The floodgates have opened on Bitcoin Exchange Traded Fund (ETF) applications, with 34 currently pending approval and more joining the queue by the day.
Advocates for a Bitcoin ETF argue that the complexities of exchanges, crypto wallets and private keys still present a barrier to entry into the crypto space for newcomers. A Bitcoin ETF would enable these investors to gain exposure to Bitcoin without actually having to hold their own cryptocurrency.
A Long and Winding Road
The road toward a Bitcoin ETF has been long and tortuous.

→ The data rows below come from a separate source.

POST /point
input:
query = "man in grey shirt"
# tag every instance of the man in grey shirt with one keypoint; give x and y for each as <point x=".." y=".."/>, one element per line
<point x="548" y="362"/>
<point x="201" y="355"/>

Since the Winklevoss twins first filed for a Bitcoin ETF-like trust in 2013, the US Securities Exchange Commission (SEC) has cited concerns over the lack of transparency of trading information, possible market manipulation, and the notion that Bitcoin is fundamentally different from other assets it regularly deals with. It is also worried about a lack of liquidity in the markets, Bitcoin’s inherent volatility, and fears over associated fraud.
Part of the case against a futures-based Bitcoin ETF is the 1 percent annual fund management fee, which detractors warn tends to quietly accumulate, and the added complexity of trading futures, whether they be soy, crude oil, or cryptos.

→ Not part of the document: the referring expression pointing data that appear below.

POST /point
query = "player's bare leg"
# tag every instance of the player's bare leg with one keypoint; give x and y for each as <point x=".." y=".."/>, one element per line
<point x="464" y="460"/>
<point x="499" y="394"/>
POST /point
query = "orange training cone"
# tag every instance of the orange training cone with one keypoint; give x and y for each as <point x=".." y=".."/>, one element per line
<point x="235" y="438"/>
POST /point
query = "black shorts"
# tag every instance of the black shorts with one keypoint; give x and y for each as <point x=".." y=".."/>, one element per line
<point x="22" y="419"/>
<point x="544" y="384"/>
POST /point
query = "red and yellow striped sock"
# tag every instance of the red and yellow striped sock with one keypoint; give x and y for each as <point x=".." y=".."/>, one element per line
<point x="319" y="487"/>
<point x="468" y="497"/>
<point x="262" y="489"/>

Could ETFs Push BTC to 100k?
More than US$1.5 billion has flowed into digital asset investment products since last month’s inception of the first Bitcoin ETF by ProShares. About 99 percent of those inflows were generated by bitcoin, while an all-time high (ATH) price spike further raised its dominance in the market.

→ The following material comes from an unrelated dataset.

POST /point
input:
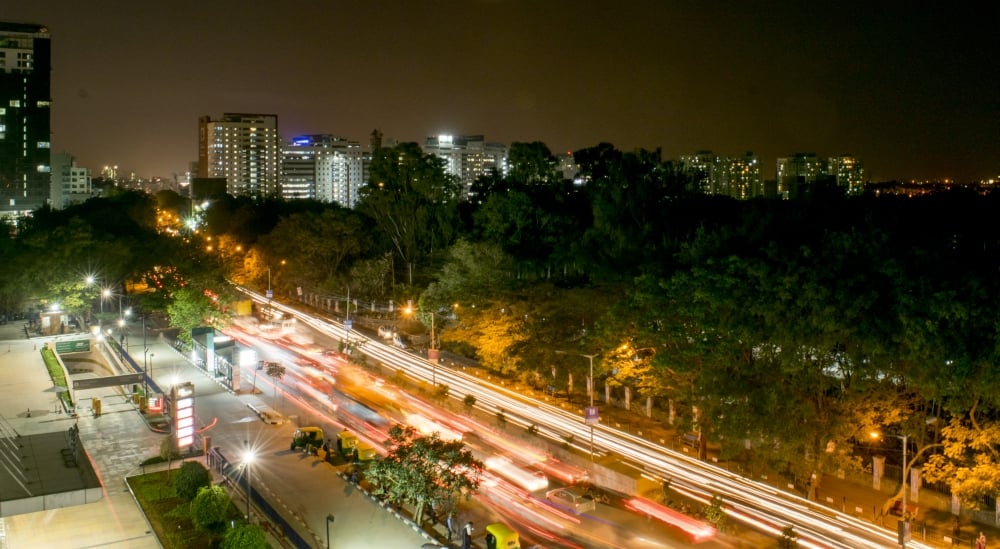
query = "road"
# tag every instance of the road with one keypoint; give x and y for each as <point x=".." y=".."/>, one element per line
<point x="749" y="502"/>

A month ago, derivative markets gave bitcoin a 3.2 percent chance of reaching the US$100,000 mark before year’s end. In the first week of October alone, BTC surged over 34 percent, leaving the US$55,000 mark in its wake. With just over six weeks to go, there’s every chance that figure will double.
At the time of writing, bitcoin’s price had hit a new ATH of US$68,680 – up 5.03 percent in the previous 24 hours – so it’s well on the way.